Football scholarships postponed by council

By Erin Kircher

Contributing Writer

This past December, the Patriot League Council of Presidents deferred their decision regarding football financial aid to two years from now. While the schools included in the Patriot League are allowed to offer athletic merit aid to the League’s 22 other sports, football remains need-limited.

The Council of Presidents expressed their concern for the best interest of the Patriot League in a joint statement: “We had discussions about various financial aid models and recognized and evaluated the benefits as well as the potential costs associated with athletic merit aid for football. League presidents expressed their commitment to the stability and long-term positioning of the League.”

University Director of Athletics and Recreation John Hardt said that the University has taken many steps to discuss the impact of the Patriot League switching to merit scholarships in the future, despite the two-year setback.

During this past semester alone, the University hosted a number of open fora for the campus community and engaged members of the faculty, students and staff as well as alumni in an open and transparent discussion of the issues surrounding the potential of awarding football scholarships,” Hardt said. “As a result of these robust discussions, I felt that John Bravman was well prepared to contribute in the a decision that would best support the future of a strong Patriot League and, more importantly, support Bucknell’s best interests.”

Full Patriot League members who sponsor football include our own University, Colgate University, College of the Holy Cross, Lafayette College and Lehigh University. Fordham University and Georgetown University are only associate members, but they still compete in Patriot League football.

Fordham was recently moved to an associate member position because the university decided to award scholarships to its entering football class in the fall of 2010. This resulted in ineligibility for the Patriot League title. The Patriot League Council of Presidents’ postponement of a decision for two years means that Fordham will not get the chance to compete for the Patriot League title for at least another two years, if ever.

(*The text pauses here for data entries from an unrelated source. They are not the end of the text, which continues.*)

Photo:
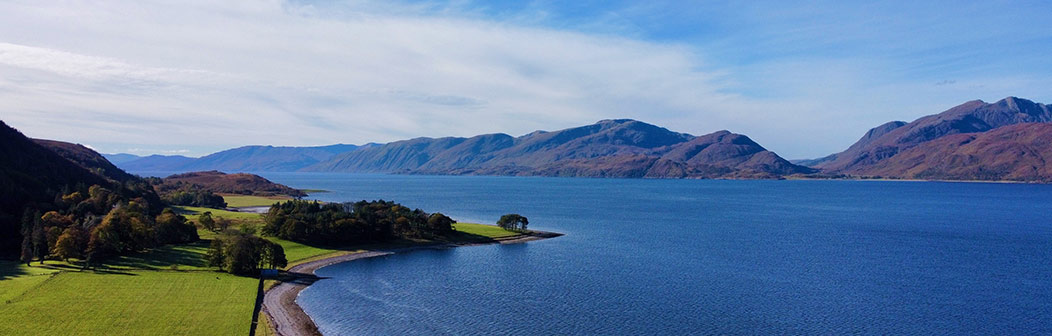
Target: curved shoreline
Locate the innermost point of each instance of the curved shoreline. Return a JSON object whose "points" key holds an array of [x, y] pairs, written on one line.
{"points": [[287, 318]]}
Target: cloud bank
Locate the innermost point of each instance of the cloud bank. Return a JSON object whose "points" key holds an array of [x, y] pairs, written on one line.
{"points": [[210, 75]]}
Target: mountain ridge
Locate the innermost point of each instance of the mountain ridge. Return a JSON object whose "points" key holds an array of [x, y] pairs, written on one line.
{"points": [[610, 147]]}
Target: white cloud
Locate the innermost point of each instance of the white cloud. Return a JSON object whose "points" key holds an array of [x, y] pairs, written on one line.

Paul Brazinski ’11, a University football player, supports expanding merit scholarships to the football program. “This move to scholarships would interest a lot of teams to join the prestigious automatic-bid Patriot League,” Brazinski said.

Branzinksi also pointed out that the University’s basketball program has strengthened since providing its players with athletic scholarships, and football scholarships could lead to a similar outcome. “Football is a flagship sport. People want to see big-time football, and I say let Bucknell have theirs,” he said.

“The non-decision is a cop out. They are trying to buy more time. It is a hard decision to make with a lot of money on the line,” football player Alex Iwaskiw ’11 said. Despite his support for adding merit scholarship to football, “the Patriot League will not move to scholarships,” he said.

When asked about his opinion on the Patriot League deferment, Tyler Anderson’11, another player for the team, stressed the importance of scholarships for bringing in more competitive players. “Without scholarships it is really difficult to bring in the type of players you need to win a national championship. Going deep into the playoffs and playing big time schools brings attention to the school and helps put our school on the map,” Anderson said.

“It’s clear that this issue is hugely important to the League’s future viability and will remain ‘on the front burner’ for the League until it is resolved,” Hardt said.